Wszyscy jej potrzebujemy, czego świadectwem są niezliczone prośby o modlitwę, które napływają tu do Polski, do naszej „Celi miłości” z całego świata, poprzez maile, wiadomości, telefony. Treści są zróżnicowane, uczucia, które im towarzyszą, wyłaniają się ze słów i prawie zawsze są pełne cierpienia i nadziei: prośba o uzdrowienie z choroby dla siebie lub dla bliskich, o znalezienie stałej pracy, o pojednanie w rodzinie. Czasami jesteśmy proszone o modlitwę o przymnożenie wiary, za czyjeś dzieci lub o wieczny odpoczynek tych co już są w Niebie, o siłę przebaczenia tym, którzy nas urazili…
Są to modlitwy wstawiennicze skierowane do Ojca Kolbego i chętnie mu je z ufnością przekazujemy. Ostatnimi czasy pewna kobieta, która zmaga się z rakiem, wysyła do nas 14. dnia każdego miesiąca list, aby go zabrać do celi w obozie. Pisze tak: „Już samo myślenie o tobie, święty Maksymilianie, sprawia, że czuję się lepiej”. Modlitwa odradza życie i świat.
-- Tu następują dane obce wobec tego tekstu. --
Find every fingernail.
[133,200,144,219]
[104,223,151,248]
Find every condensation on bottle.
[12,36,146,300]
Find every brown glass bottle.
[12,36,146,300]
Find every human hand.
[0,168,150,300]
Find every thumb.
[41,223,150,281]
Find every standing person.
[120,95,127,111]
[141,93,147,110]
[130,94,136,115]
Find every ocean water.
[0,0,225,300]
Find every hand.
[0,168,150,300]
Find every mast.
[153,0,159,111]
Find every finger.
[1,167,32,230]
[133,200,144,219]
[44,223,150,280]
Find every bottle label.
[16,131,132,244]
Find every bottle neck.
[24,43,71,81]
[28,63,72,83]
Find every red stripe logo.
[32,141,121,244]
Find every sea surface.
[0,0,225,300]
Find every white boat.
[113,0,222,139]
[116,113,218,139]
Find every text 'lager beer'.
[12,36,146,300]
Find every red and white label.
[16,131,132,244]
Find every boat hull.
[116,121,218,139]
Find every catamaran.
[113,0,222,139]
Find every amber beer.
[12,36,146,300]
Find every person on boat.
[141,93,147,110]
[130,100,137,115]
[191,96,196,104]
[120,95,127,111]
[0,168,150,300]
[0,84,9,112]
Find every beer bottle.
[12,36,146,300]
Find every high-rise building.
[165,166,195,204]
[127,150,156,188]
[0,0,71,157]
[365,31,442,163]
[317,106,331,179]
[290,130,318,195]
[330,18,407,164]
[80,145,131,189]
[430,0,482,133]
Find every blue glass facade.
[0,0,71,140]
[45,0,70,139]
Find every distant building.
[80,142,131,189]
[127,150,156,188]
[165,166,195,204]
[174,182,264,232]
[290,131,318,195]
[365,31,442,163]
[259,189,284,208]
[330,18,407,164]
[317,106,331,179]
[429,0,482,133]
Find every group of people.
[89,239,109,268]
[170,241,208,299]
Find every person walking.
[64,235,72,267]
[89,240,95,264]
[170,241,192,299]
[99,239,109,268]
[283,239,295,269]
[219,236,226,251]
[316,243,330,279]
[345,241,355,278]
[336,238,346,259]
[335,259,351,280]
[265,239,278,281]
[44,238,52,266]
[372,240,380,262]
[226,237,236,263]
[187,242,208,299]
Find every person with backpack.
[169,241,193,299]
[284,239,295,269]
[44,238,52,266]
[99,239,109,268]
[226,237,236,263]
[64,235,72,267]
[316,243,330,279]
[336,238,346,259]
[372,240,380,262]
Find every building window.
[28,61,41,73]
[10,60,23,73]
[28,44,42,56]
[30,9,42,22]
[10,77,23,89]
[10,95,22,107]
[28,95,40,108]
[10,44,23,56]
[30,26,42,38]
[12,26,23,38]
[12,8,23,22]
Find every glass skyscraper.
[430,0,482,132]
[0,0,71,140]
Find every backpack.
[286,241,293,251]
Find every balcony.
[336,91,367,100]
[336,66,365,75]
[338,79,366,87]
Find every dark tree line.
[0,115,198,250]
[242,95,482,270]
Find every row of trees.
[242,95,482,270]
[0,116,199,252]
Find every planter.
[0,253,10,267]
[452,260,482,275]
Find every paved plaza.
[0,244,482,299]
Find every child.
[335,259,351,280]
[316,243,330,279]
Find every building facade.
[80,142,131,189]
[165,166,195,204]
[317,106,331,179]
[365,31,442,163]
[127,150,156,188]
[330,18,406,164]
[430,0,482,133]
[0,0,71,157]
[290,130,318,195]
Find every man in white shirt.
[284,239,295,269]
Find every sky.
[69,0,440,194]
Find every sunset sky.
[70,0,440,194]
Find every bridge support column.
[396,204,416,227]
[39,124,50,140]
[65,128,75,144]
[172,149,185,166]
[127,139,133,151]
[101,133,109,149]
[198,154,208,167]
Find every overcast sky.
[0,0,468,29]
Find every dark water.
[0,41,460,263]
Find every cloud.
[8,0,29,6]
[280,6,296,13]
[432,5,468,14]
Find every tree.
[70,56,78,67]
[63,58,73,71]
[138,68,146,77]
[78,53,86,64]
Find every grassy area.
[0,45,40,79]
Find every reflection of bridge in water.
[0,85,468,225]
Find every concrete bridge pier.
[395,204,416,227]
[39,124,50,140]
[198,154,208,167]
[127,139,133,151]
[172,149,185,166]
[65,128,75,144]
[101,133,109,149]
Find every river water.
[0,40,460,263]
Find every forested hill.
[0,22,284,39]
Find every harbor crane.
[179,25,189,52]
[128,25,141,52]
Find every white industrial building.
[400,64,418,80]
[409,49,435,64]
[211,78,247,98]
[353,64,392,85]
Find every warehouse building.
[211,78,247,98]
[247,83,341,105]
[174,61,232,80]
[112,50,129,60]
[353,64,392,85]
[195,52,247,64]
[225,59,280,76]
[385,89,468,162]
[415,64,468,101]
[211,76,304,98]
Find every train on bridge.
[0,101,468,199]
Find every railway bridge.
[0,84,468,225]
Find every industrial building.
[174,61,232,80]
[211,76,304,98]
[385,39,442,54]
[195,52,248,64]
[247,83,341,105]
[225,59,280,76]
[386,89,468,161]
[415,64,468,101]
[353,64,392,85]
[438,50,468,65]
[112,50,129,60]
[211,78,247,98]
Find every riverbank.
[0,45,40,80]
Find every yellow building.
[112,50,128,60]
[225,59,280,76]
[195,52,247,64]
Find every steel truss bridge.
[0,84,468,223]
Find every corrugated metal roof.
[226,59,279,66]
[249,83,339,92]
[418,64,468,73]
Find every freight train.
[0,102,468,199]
______________________________________________
Ojciec Kolbe był człowiekiem hojnym i pełnym pasji. Jego serce naprawdę całe biło dla Maryi, jego miłość ogarniała cały świat. Ale jego życie ukierunkowane było na bardziej konkretną świętość, którą każdego dnia starał się osiągnąć, kierując się tą czystą i szczerą miłością do swojej niebieskiej Niepokalanej Królowej, której poświęcił się bez granic i miary, gotów przyjąć najdalej idące tego konsekwencje.
__________________________________
Kolbe był człowiekiem intensywnej modlitwy. Jego droga w życiu duchowym i w misji wypływała niczym źródło z życia w komunii z Bogiem i z Maryją. Świadczą o tym jego współbracia. Ojciec Stryczny wspomina: „Pomimo swoich obowiązków, o. Maksymilian był człowiekiem głębokiej i nieustannej modlitwy. Miał zwyczaj trwać na kolanach przez długi czas przed podjęciem ważnych decyzji lub stawieniem czoła trudnym sytuacjom. Niezliczoną ilość razy wznosił oczy ku Niepokalanej, której małą figurkę miał na stole”. Brat Łukasz Kuźba wspomina: „Wielokrotnie w ciągu dnia chodził do Jezusa Eucharystycznego. Mówił: «Tu jest nasza siła, tu jest nasze źródło uświęcenia». Owocem tego intensywnego życia duchowego była nieustanna radość». Modlitwa pozwoliła Ojcu Kolbemu przeżyć w wiarą i miłością czas uwięzienia w Auschwitz, a także pomóc innym więźniom przetrwać, nie dając się pokonać nienawiści i zemście.
(por. Patricia Treece, Maksymilian Kolbe – Święty z Auschwitz, Wydawnictwo Niepokalanej).